Definitely not-they can still adopt.
You know…just like same sex couples.
Definitely not-they can still adopt.
You know…just like same sex couples.
because the State doesn’t have the time or resources to worry about individual cases. Everyone seems to be asking about specific exceptions that don’t fall within the broad assumption. As a general rule, and what has been true throughout history, same sex couples cannot conceive children, opposite sex couples can. It’s that simple, and the reason why states would argue for the distinction.
Are there not enough children without parents for the straight couples to adopt? Is in vitro fertilization banned by the courts because it is “unnatural”?
Maybe you missed this in biology class, reproduction is not contingent on marital status.
BuzzFeed is going to town on this nonsense from Davis. My favorite on that list is this one.
Kim Davis, who has been married four times, thinks that Gays and Lesbians are going to ruin the sanctity of marriag.
And my own opinion just now, exclusively posted on the SDMB: as soon as you say sanctity in your argument, you admit that your argument is religious, not constitutional.
When does this particular stupid ‘’‘argument’‘’ get added to the Tired topics list?
It’s not like we haven’t spent a few thousand posts showing bigots that this argument is entirely based in bigotry.
I think once the court rules against her.
The ruling is very likely to be 6-3 to overturn Obergefell.
So old non-reproducing people shouldn’t be allowed to marry, right?
No, everyone is pointing out clear, easy to identify categories of people that would be barred from marriage, if “encouraging procreation” was the actual goal of marriage. The fact that these broad, easily identified categories are not being barred from marriage, while gay people are being barred from it, demonstrates that the “encouraging procreation” excuse is a lie, and the actual reason is simple discrimination against queer people.
Not to white knight anyone here, but @We_re_wolves_not_werewolves has already stated that they agree that SSM should be legal, it’s just that the courts reasoning in Obergefell was not that strong.
Had the plaintiffs used @Saint_Cad’s contract idea, maybe that would make it more resistant to overturning by the current court.
Not as SOL as her ex-husbands, I daresay.
Thank you.
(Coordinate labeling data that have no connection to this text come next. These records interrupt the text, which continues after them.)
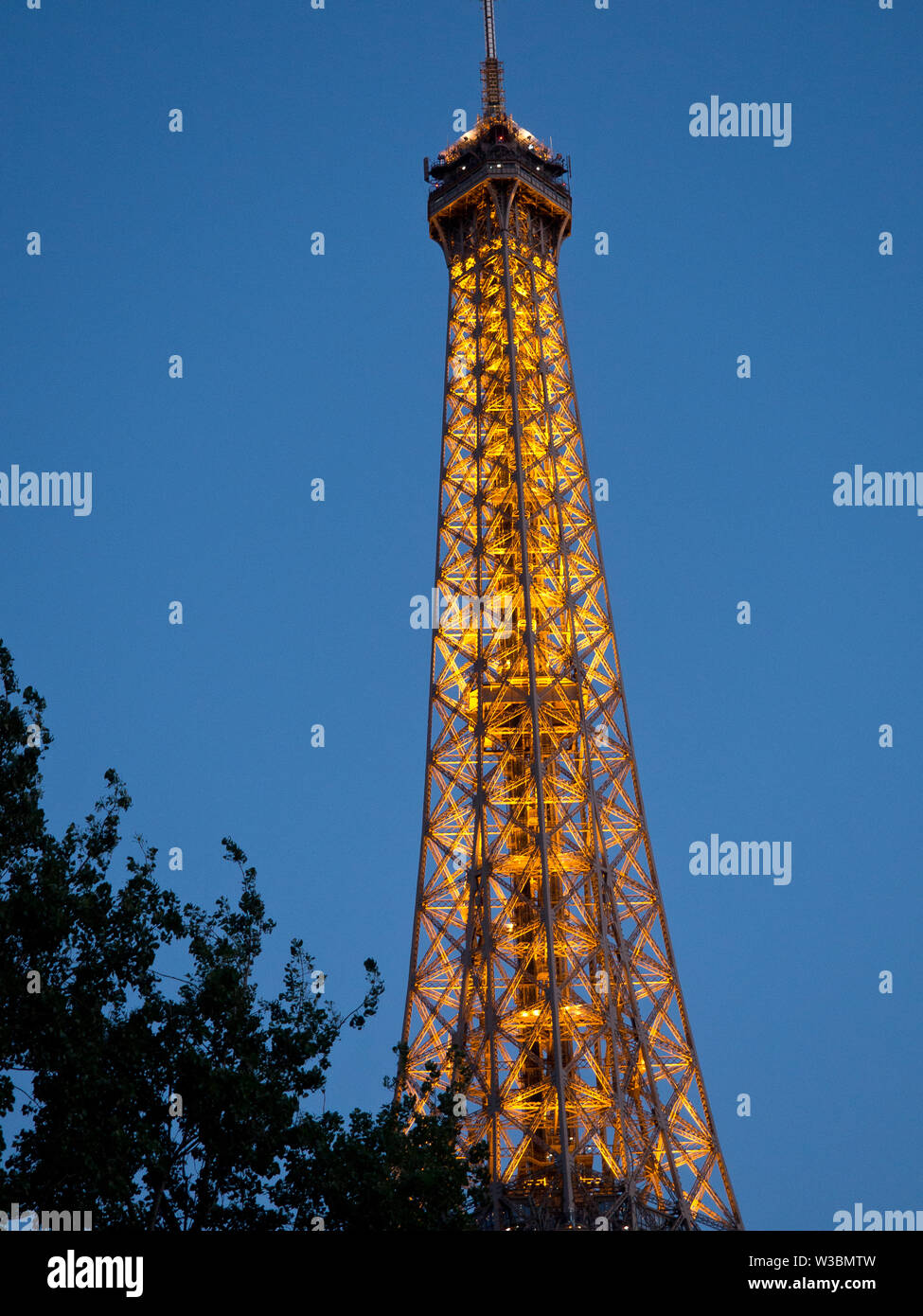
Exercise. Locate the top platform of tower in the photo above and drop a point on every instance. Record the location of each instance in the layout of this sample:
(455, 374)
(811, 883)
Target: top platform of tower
(497, 148)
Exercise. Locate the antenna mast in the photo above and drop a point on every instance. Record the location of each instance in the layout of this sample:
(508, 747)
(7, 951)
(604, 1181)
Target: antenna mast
(491, 68)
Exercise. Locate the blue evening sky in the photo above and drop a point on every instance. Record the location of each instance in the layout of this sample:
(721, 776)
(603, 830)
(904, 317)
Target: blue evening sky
(298, 120)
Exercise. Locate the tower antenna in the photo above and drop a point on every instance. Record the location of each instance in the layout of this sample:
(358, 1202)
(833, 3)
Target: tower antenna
(491, 68)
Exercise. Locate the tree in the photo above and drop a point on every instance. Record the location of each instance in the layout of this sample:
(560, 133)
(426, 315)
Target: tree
(179, 1109)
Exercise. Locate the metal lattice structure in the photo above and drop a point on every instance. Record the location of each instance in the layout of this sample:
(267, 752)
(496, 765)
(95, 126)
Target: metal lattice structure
(540, 947)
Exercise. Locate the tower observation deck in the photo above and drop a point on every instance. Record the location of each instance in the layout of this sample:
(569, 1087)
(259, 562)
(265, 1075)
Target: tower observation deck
(540, 951)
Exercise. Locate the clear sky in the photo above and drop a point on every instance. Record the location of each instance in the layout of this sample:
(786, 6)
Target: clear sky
(299, 366)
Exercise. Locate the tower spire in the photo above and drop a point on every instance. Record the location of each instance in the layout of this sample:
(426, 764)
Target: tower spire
(491, 68)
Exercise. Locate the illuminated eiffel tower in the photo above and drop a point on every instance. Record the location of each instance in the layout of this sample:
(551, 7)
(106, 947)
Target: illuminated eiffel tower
(540, 947)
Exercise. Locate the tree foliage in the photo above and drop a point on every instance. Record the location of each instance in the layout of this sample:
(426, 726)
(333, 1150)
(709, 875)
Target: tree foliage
(181, 1107)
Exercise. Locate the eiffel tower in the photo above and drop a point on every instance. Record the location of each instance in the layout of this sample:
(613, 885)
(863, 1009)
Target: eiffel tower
(540, 951)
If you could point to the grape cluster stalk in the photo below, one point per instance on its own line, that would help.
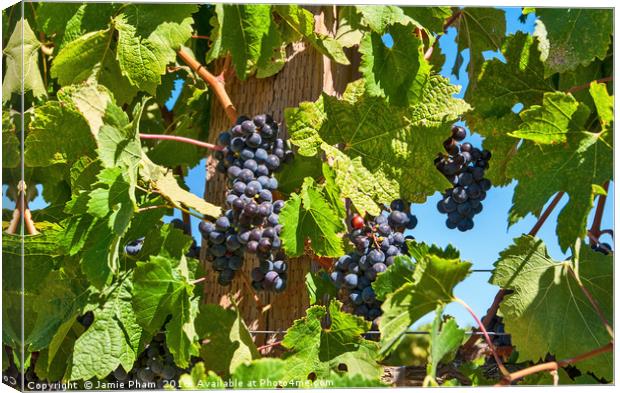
(464, 166)
(252, 154)
(377, 243)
I tried to make it clear that I thought Obergefell was a pragmatic decision that brought about social good. I fully support it as a societal benefit. It allowed my cousin, who I care very much for, to marry. In my mind however, it is not a very good legal decision, and rests on shaky doctrinal grounds and flawed historical analysis. Again, what prompted my initial input on this thread (and this is only my personal take), was that it was an activist decision, where the majority clearly had an outcome they wanted in mind beforehand, and structured their argument and analysis to fit that outcome. It’s not always a bad thing for courts to do! But lacking a rock solid legal basis does make these kind of decisions more susceptible to being overturned.
The “Religious Right” in this country is the Christian Church’s version of the Taleban.
I fear we have an activist court right now, and i don’t think it matters a whit what the grounds of a decision are. I’m looking forward with dreas to them overturning Griswald and Loving, too.
I’d say they’re the winners here.
I’d say it is a great legal decision showing that the United States is not a fundamentalist theocracy and instead the laws are based on secular principles. If you want an example of a landmark decision based on shaky legal ground (beside Wickard) I would put forth Roe v. Wade. I agree with the decision but I don’t think the Warren Court ever came up with a good constitutional justification for the right to an abortion, nor its limitations. So it being overturned, while a horrible decision, is not surprising.
completely agree with you on this one as well
Life would be a whole lot easier if instead of this right to privacy basis, the Court decided in Griswold that people have a fundamental right to make reproductive choices. Not only would it give the right to contraceptives at issue in that case, but now abortion has a firm legal basis and would have been harder to overturn. Specific to this thread, it would (or should) remove all of the marriage => children arguments and the hypocrisy needed to justify marriage between different-sex marriages that are unable or unwilling to have children being legal but same-sex marriage being illegal.
Question: If marriage is to be limited to a man and woman because marriage is about begetting children, then is there an argument that married couples should be required to have children? Because if they are not going to have children, there is no reason to get married.
Well, required to try. That’s why birth control would be illegal.
There actually is historical precedence for essentially this. In some contexts, a marriage wasn’t legally consummated until the first act of sexual intercourse between the couple, which in the days before effective birth control, was functionally equivalent to “trying” to have kids.
edited to add link
So, you want to go from the shaky legal grounds of the Right to Privacy to the SCotUS making up a right that isn’t even hinted at in the CotUS???
I’m not sure I agree with you a hundred percent on your Constitutional law work, there, Saint_Cad.